Vu ditangkap Nopember tahun lalu. Human Rights Watch menyebut kasus Vu sebagai salah satu kasus pembangkang politik paling penting dalam sejarah Republik Sosialis Vietnam. Awal April 2011, Pengadilan Rakyat Hanoi menjatuhkan hukuman 7 tahun penjara, disusul 3 tahun tanahan rumah. Ia dituduh menyebarkan artikel dan wawancara dengan media asing yang mengkritik negara antara 2009 dan 2010. Ia dihukum karena  menyebarkan propaganda melawan Negara, yang membahayakan dan mencederai kepentingan Negara dan rakyat.

Sidang Vu menuai reaksi publik Vietnam dan internasional. Departemen Luar Negeri AS mengatakan kasus  Vu melanggar Deklarasi Universal Hak Asasi Manusia, dan secara serius mempertanyakan komitmen Vietnam menegakkan hukum dan reformasi.

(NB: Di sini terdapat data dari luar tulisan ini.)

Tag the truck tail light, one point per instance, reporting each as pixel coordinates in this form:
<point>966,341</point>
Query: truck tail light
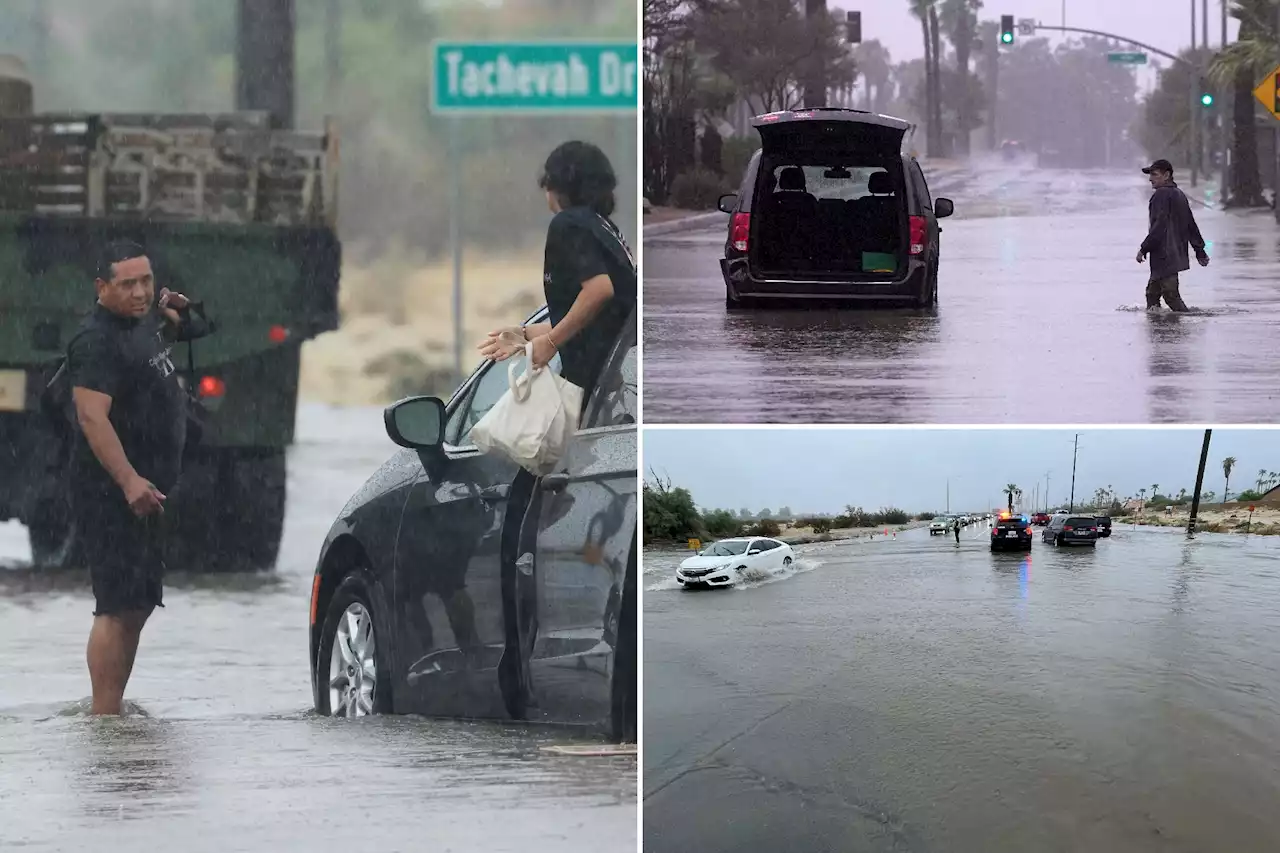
<point>740,229</point>
<point>917,237</point>
<point>211,387</point>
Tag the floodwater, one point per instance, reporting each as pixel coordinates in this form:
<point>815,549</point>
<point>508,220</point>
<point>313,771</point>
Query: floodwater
<point>1041,319</point>
<point>915,694</point>
<point>224,751</point>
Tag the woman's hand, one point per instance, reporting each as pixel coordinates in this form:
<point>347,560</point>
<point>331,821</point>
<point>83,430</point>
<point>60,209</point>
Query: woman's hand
<point>503,343</point>
<point>544,350</point>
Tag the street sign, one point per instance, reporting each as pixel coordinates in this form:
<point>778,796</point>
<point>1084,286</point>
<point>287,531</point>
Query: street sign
<point>534,77</point>
<point>1269,92</point>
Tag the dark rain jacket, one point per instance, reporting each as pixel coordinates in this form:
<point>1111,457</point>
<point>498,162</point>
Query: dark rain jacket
<point>1173,228</point>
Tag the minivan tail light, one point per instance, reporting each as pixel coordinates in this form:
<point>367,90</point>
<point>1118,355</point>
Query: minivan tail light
<point>739,231</point>
<point>918,228</point>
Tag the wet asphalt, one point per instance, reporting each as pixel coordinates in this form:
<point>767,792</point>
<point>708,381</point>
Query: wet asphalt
<point>223,751</point>
<point>1041,319</point>
<point>910,694</point>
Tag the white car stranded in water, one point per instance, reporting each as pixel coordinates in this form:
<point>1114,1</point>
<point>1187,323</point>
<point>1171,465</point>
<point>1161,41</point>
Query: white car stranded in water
<point>732,560</point>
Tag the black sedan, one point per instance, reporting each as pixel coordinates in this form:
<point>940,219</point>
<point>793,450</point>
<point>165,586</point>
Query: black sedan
<point>438,593</point>
<point>1011,534</point>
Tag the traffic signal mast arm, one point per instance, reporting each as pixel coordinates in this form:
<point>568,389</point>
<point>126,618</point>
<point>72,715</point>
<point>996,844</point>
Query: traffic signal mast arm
<point>1124,39</point>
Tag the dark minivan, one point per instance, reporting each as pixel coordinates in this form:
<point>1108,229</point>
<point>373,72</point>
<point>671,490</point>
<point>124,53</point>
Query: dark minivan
<point>831,208</point>
<point>1072,529</point>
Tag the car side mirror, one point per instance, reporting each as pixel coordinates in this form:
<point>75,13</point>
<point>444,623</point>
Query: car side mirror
<point>416,423</point>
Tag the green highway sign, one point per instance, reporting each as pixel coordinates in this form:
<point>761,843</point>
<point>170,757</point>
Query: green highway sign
<point>535,77</point>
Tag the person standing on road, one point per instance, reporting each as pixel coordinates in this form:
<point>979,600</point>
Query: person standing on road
<point>131,416</point>
<point>1171,229</point>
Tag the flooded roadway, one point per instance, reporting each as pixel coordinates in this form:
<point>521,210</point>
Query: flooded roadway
<point>913,694</point>
<point>229,756</point>
<point>1040,320</point>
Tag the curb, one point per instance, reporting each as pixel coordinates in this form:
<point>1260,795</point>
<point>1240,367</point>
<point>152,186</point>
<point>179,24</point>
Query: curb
<point>685,223</point>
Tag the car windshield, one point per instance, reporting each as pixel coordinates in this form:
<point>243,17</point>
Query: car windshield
<point>723,550</point>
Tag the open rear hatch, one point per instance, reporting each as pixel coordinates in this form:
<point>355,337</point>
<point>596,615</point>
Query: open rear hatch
<point>830,200</point>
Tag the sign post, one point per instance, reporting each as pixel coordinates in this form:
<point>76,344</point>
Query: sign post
<point>522,78</point>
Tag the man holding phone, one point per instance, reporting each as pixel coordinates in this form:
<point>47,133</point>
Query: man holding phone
<point>132,419</point>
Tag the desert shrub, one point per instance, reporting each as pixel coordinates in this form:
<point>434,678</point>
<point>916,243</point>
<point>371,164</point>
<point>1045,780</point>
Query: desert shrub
<point>764,528</point>
<point>698,190</point>
<point>721,523</point>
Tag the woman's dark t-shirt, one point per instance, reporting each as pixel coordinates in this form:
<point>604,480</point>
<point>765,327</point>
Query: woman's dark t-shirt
<point>581,245</point>
<point>131,361</point>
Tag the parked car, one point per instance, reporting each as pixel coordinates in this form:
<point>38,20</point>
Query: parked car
<point>430,597</point>
<point>1011,534</point>
<point>1072,530</point>
<point>725,562</point>
<point>831,208</point>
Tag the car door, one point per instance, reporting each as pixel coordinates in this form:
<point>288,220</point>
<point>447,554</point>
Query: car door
<point>448,565</point>
<point>585,534</point>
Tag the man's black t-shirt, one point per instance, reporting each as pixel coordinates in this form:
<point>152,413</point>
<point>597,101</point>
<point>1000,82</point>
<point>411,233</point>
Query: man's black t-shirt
<point>581,245</point>
<point>131,361</point>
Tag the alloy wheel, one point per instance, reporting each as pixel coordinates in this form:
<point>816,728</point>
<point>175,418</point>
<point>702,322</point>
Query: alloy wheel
<point>353,664</point>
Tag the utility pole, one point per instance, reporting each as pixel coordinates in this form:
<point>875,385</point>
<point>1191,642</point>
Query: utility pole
<point>816,81</point>
<point>264,59</point>
<point>1200,482</point>
<point>1074,454</point>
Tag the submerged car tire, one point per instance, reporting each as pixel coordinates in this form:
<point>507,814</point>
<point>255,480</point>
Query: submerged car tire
<point>625,688</point>
<point>356,683</point>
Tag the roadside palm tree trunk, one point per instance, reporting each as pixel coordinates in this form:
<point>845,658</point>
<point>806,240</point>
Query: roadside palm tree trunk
<point>936,117</point>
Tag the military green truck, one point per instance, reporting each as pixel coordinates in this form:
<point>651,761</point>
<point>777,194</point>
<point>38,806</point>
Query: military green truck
<point>231,211</point>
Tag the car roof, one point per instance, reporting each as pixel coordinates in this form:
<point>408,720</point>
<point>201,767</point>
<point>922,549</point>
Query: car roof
<point>831,114</point>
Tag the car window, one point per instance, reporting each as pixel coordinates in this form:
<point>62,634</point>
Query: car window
<point>920,186</point>
<point>844,181</point>
<point>615,398</point>
<point>485,391</point>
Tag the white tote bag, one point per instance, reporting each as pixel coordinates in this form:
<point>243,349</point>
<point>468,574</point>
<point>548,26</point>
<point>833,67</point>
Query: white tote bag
<point>533,422</point>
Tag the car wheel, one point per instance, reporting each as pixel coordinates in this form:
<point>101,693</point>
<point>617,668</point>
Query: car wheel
<point>351,662</point>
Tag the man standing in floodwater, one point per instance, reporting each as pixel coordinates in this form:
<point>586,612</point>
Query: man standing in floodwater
<point>132,420</point>
<point>1171,229</point>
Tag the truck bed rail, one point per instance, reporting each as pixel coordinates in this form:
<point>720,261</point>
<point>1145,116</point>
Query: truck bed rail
<point>229,168</point>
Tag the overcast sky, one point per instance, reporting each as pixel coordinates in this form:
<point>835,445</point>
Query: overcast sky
<point>1160,23</point>
<point>821,470</point>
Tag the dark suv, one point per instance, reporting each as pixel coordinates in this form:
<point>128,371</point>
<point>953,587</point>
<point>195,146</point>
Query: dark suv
<point>832,209</point>
<point>1072,529</point>
<point>1011,534</point>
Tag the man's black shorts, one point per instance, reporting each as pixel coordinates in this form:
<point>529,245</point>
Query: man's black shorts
<point>122,550</point>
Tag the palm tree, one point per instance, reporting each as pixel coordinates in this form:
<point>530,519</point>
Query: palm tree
<point>959,21</point>
<point>924,10</point>
<point>876,67</point>
<point>1239,65</point>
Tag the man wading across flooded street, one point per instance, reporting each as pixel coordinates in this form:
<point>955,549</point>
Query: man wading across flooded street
<point>1173,228</point>
<point>132,423</point>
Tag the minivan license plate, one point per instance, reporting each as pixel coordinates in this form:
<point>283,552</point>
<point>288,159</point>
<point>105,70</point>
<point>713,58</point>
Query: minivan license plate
<point>13,389</point>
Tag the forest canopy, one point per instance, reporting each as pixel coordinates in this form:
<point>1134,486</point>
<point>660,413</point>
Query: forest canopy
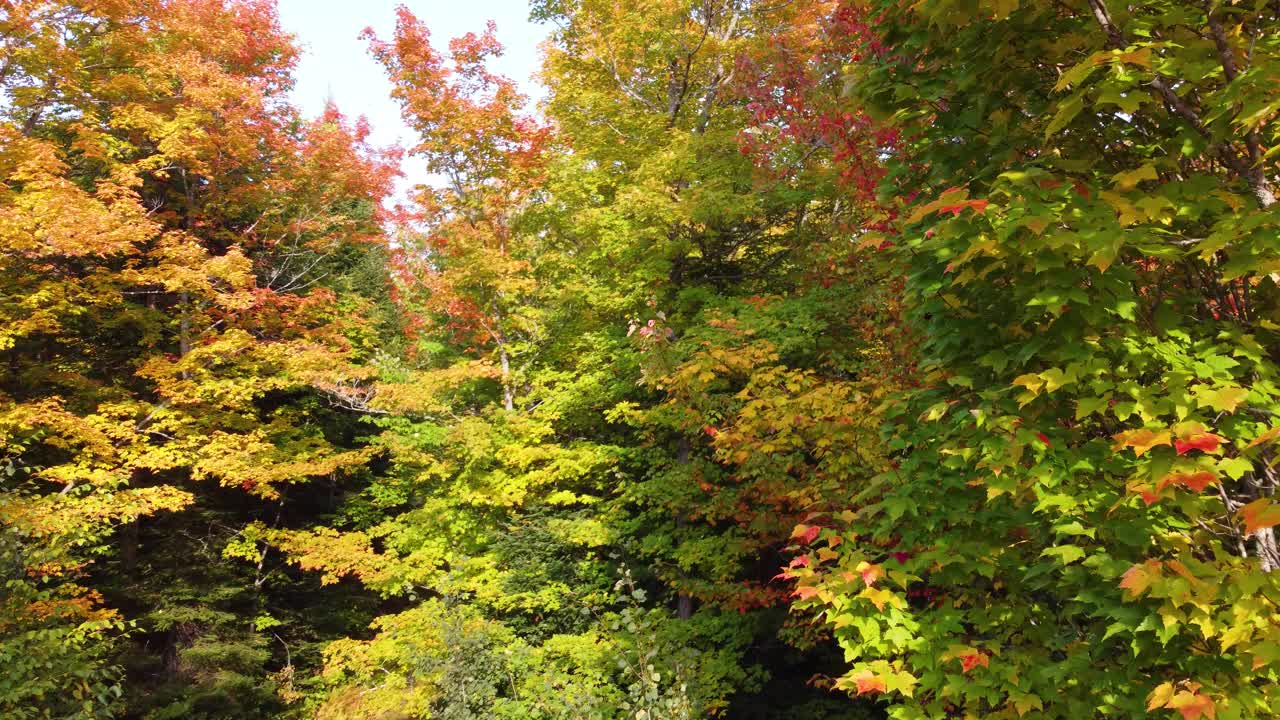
<point>814,359</point>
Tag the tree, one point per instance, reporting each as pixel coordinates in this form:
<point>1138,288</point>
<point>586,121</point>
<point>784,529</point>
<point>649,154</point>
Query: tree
<point>1077,522</point>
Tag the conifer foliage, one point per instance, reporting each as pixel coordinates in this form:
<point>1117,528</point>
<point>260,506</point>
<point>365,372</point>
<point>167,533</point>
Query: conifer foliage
<point>835,359</point>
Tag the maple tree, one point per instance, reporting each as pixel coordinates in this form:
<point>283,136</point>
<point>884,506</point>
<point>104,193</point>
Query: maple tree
<point>1077,522</point>
<point>828,359</point>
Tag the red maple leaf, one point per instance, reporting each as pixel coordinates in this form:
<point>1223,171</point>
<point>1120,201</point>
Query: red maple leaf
<point>1205,442</point>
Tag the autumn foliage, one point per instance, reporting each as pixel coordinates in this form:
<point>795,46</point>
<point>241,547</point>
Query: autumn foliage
<point>824,359</point>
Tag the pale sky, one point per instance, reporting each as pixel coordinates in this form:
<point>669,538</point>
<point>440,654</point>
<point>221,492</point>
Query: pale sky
<point>336,63</point>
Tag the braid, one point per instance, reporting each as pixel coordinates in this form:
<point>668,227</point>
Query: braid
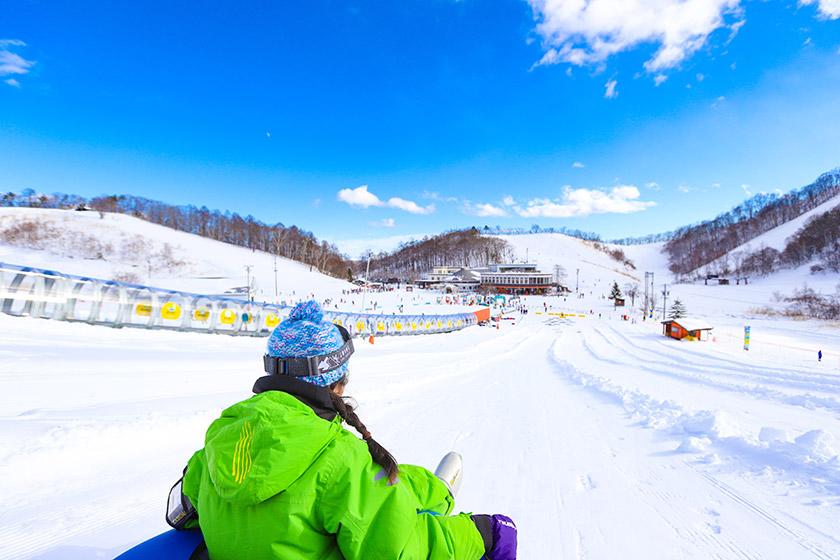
<point>380,455</point>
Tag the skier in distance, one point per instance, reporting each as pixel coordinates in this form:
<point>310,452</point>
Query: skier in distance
<point>280,478</point>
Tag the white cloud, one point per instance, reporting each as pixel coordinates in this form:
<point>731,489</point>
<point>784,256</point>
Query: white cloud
<point>11,63</point>
<point>439,197</point>
<point>385,222</point>
<point>828,9</point>
<point>487,211</point>
<point>585,33</point>
<point>360,196</point>
<point>409,206</point>
<point>583,202</point>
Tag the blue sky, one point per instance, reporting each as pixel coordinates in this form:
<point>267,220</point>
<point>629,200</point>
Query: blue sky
<point>372,122</point>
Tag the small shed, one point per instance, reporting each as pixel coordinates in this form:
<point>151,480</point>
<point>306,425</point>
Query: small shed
<point>690,329</point>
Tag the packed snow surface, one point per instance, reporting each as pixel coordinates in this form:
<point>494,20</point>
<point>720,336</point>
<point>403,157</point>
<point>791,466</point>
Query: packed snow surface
<point>599,436</point>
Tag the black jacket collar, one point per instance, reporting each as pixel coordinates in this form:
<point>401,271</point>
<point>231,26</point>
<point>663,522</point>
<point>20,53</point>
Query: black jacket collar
<point>315,397</point>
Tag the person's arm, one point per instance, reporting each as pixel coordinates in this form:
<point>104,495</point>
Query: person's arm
<point>192,481</point>
<point>374,520</point>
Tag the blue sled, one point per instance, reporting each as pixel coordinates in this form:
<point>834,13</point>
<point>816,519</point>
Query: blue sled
<point>171,545</point>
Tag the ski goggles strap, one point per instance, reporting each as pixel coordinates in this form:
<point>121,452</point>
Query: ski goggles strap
<point>312,366</point>
<point>179,509</point>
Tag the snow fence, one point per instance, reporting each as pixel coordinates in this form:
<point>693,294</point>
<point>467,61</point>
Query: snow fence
<point>31,292</point>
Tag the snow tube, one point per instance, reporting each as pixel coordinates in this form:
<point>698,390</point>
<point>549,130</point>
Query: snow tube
<point>171,545</point>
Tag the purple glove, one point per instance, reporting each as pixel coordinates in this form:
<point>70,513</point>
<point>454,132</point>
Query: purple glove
<point>499,534</point>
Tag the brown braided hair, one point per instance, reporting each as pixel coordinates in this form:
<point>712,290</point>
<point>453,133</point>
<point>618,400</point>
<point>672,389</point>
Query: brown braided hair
<point>345,409</point>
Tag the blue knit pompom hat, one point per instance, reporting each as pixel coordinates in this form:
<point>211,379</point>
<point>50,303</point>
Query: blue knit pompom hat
<point>305,334</point>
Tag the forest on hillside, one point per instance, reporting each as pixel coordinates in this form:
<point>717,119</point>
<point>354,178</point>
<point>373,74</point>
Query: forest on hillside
<point>709,245</point>
<point>454,248</point>
<point>290,242</point>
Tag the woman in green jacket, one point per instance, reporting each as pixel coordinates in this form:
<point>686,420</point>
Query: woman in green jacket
<point>279,476</point>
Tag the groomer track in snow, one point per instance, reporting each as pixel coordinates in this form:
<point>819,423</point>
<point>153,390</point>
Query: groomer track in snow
<point>601,438</point>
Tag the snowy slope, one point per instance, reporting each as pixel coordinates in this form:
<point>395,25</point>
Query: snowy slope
<point>131,246</point>
<point>600,437</point>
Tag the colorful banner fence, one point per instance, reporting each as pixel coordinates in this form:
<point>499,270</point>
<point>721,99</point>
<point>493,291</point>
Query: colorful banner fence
<point>31,292</point>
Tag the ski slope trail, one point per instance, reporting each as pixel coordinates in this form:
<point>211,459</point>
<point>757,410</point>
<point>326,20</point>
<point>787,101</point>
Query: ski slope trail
<point>601,439</point>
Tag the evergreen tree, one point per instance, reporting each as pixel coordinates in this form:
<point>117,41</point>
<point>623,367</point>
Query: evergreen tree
<point>677,310</point>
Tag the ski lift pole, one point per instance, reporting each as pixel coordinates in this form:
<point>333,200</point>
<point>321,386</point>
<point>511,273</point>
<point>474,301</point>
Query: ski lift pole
<point>367,281</point>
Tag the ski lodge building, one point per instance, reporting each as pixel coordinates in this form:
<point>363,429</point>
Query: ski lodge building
<point>520,278</point>
<point>689,329</point>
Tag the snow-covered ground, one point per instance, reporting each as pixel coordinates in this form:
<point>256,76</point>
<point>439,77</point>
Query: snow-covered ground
<point>599,436</point>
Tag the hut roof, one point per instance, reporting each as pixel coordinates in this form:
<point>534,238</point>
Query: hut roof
<point>690,324</point>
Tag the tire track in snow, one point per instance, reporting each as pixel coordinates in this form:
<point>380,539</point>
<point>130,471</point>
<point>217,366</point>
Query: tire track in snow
<point>667,366</point>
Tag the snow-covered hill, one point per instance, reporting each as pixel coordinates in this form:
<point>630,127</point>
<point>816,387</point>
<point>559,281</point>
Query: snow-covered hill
<point>121,247</point>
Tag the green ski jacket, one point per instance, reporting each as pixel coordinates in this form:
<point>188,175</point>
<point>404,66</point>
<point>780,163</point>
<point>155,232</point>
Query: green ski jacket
<point>279,477</point>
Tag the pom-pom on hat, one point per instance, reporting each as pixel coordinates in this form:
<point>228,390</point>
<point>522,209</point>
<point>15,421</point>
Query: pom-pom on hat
<point>305,334</point>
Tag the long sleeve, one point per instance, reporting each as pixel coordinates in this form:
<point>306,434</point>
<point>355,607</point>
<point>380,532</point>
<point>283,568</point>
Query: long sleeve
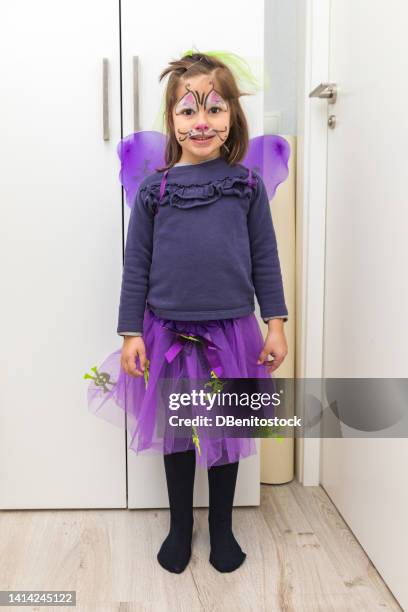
<point>266,270</point>
<point>135,276</point>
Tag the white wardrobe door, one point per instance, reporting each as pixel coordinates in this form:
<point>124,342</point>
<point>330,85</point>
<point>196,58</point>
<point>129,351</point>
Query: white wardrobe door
<point>157,33</point>
<point>61,253</point>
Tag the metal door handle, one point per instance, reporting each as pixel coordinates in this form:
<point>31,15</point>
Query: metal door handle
<point>136,93</point>
<point>105,98</point>
<point>325,90</point>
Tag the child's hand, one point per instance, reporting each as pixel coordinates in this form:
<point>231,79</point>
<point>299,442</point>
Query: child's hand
<point>133,346</point>
<point>275,345</point>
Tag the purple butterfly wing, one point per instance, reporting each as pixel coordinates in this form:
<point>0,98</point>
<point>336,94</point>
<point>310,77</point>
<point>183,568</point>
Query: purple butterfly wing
<point>140,154</point>
<point>268,156</point>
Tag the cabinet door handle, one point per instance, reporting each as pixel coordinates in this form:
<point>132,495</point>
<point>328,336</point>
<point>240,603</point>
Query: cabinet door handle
<point>105,98</point>
<point>136,93</point>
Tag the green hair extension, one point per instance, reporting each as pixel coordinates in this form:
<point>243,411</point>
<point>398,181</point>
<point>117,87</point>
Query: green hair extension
<point>240,68</point>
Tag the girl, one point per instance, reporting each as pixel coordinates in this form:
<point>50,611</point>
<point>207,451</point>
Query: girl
<point>200,244</point>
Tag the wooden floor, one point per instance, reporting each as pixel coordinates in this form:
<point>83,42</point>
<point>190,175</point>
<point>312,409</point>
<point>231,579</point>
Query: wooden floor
<point>301,557</point>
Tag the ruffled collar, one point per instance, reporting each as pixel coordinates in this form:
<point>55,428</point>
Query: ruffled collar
<point>193,185</point>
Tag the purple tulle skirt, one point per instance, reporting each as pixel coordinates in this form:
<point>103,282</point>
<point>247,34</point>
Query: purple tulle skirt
<point>178,351</point>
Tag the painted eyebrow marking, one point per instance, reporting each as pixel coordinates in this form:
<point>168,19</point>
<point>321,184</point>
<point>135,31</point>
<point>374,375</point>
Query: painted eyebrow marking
<point>194,99</point>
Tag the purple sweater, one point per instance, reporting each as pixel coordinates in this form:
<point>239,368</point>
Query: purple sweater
<point>204,251</point>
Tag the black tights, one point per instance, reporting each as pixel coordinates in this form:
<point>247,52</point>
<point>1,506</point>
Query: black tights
<point>175,552</point>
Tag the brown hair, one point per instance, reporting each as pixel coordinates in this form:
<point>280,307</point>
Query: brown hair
<point>235,147</point>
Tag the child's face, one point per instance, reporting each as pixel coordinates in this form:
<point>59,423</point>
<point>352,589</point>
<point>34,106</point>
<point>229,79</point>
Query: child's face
<point>201,119</point>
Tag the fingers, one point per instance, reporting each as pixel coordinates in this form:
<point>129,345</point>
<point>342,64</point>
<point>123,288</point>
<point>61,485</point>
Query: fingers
<point>271,366</point>
<point>128,362</point>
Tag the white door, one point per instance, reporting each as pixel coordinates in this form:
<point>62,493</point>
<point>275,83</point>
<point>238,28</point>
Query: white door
<point>156,33</point>
<point>61,253</point>
<point>366,288</point>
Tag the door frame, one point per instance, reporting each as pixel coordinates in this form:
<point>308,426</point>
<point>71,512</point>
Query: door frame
<point>313,35</point>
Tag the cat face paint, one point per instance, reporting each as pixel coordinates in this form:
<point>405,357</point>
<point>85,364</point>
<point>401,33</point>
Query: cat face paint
<point>201,117</point>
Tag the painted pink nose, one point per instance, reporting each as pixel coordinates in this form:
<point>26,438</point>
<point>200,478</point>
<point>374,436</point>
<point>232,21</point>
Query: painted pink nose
<point>201,126</point>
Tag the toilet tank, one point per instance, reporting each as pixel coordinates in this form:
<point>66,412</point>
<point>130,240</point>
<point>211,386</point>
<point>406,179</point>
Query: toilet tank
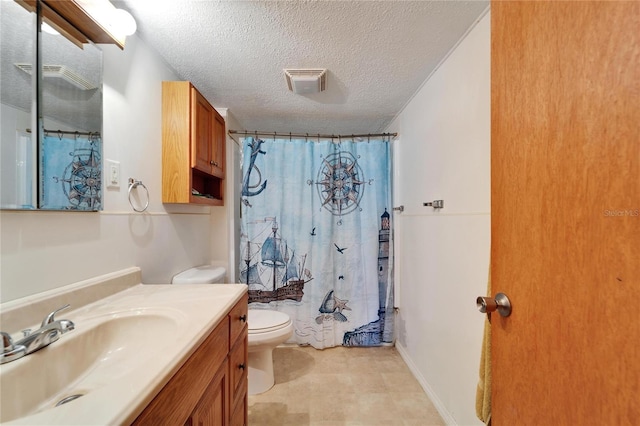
<point>205,274</point>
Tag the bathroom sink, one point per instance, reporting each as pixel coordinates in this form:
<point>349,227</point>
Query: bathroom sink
<point>124,349</point>
<point>102,349</point>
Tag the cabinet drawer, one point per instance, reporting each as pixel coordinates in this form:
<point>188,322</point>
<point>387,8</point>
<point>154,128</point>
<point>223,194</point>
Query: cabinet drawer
<point>238,367</point>
<point>238,318</point>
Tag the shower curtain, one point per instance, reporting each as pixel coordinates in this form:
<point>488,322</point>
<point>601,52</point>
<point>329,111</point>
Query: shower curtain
<point>316,237</point>
<point>71,172</point>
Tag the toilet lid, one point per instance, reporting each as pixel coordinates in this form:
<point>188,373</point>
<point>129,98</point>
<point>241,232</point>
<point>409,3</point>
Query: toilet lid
<point>262,320</point>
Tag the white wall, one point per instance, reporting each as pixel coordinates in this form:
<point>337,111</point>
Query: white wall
<point>44,250</point>
<point>443,256</point>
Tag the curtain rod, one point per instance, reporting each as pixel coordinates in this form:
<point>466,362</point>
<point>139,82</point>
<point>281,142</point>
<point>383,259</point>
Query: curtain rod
<point>69,132</point>
<point>308,135</point>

Departemen Luar Negeri Vietnam (MOFA), menolak tuduhan itu dan menyebutnya sebagai “intervensi terhadap urusan dalam negeri  Vietnam."  Saat putusan pengadilan Vu berlangsung, 4 April lalu, Asia News.it memberitakan polisi menangkap  29 orang yang akan menghadiri sidang  itu.
 
Ngototnya  Perdana Menteri Nguyen Tan Dung meneruskan tambang bouksit ini mengundang pertanyaan banyak pihak. Sebuah laporan beredar di blog tahun lalu, menyebutkan ia dicurigai telah menerima 150 juta dolar untuk mendukung proyek ini. Tan Dung tak pernah memberikan klarifikasi tentang berita itu.
 
Bersama gencarnya dukungan penolakan, pemerintah Vietnam memutuskan menutup facebook di sana.
 
Hanoi, 26 April 2011
 
*Siti Maimunah adalah anggota Bada Pengurus JATAM, Tim Kerja Perempuan & Tambang (TKPT), juga aktif di Forum Masyarakat Sipil Untuk Keadilan Iklim (CSF).